Caminho II
Encontraste-me um dia no caminho
Em procura de quê, nem eu o sei.
- Bom dia, companheiro - te saudei,
Que a jornada é maior indo sozinho.
É longe, é muito longe, há muito espinho!
Paraste a repousar, eu descansei...
Na venda em que poisaste, onde poisei,
Bebemos cada um do mesmo vinho.
É no monte escabroso, solitário.
Corta os pés como a rocha dum calvário,
E queima como a areia!... Foi no entanto
Que chorámos a dor de cada um...
E o vinho em que choraste era comum:
Tivemos que beber do mesmo pranto.
Caminho III
Fez-nos bem, muito bem, esta demora:
Enrijou a coragem fatigada...
Eis os nossos bordões da caminhada,
Vai já rompendo o sol: vamos embora.
Este vinho, mais virgem do que a aurora,
Tão virgem não o temos na jornada...
Enchamos as cabaças: pela estrada,
Daqui inda este néctar avigora!...
Cada um por seu lado!... Eu vou sozinho,
Eu quero arrostar só todo o caminho,
Eu posso resistir à grande calma!...
Deixai-me chorar mais e beber mais,
Perseguir doidamente os meus ideais,
E ter fé e sonhar - encher a alma.
Camilo Pessanha [nasceu faz hoje 141 anos]

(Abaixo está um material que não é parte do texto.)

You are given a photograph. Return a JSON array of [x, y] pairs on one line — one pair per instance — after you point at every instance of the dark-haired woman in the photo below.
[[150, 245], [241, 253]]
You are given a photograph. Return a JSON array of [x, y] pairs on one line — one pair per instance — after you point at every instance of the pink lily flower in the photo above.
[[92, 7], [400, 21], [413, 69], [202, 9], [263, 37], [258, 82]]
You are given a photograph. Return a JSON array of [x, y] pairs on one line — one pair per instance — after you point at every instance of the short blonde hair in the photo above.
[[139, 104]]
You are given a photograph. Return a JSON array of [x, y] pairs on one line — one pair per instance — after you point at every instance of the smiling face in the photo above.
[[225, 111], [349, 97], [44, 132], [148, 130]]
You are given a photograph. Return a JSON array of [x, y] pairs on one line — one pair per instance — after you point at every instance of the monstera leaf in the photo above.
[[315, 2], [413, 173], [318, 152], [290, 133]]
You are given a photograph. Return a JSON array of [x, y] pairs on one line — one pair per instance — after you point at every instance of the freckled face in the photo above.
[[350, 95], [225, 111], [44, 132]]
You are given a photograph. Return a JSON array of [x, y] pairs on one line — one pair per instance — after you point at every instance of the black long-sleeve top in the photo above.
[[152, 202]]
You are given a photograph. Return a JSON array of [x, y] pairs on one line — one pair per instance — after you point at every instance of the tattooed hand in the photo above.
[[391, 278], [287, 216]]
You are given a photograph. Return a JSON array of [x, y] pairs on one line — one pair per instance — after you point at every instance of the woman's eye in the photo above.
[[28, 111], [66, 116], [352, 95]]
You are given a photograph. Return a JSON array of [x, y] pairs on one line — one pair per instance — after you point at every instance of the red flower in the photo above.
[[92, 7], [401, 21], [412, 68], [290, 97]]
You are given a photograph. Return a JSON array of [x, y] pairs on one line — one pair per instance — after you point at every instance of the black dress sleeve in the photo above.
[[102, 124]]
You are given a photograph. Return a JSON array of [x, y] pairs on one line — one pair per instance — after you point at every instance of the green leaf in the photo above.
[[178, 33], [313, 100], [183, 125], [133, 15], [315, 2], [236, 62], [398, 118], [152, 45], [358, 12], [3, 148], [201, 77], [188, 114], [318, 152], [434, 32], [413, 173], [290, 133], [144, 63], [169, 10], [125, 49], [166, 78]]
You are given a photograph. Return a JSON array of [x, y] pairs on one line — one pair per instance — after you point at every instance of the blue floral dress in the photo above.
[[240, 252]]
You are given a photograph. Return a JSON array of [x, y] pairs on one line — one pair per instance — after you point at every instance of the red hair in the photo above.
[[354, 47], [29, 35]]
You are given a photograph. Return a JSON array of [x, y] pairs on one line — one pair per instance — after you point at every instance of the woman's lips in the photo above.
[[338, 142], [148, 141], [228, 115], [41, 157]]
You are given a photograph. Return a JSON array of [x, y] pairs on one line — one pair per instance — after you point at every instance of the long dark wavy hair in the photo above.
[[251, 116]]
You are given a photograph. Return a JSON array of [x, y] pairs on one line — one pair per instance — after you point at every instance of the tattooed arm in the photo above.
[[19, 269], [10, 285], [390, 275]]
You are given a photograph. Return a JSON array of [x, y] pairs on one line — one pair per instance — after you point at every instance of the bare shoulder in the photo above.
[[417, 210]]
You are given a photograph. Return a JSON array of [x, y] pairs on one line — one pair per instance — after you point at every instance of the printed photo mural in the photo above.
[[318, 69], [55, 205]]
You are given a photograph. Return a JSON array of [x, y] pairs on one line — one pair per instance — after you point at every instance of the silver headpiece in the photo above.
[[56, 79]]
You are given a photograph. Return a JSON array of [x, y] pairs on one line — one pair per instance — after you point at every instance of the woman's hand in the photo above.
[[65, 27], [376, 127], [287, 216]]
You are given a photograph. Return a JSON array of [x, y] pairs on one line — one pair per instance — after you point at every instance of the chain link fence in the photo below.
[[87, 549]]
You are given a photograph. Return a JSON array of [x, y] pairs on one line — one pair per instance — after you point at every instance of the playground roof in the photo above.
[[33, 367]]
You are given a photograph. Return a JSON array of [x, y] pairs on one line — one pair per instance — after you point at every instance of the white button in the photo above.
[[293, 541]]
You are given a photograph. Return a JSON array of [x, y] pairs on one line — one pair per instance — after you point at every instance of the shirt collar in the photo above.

Fotografia, TINTA AZUL, 05.08.08
4 comentários:
No Parque dos Poetas, de Paço de Arcos, também o podemos ver. É o meu último post.
Poema denso, mas autentico.
Reconhecido
Beijos
bebo da mesma taça. gosto desse vinho...
..."E ter fé e sonhar - encher a alma". belo
Ter fé ,para encher a alma é o que preciso neste momento,porque sonhar não me apetece.Apesar de tudo voltei a estes lugares que trago no coração.
vadia
Só tive tempo de ler os poemas na diagonal. Prometo vir com calma.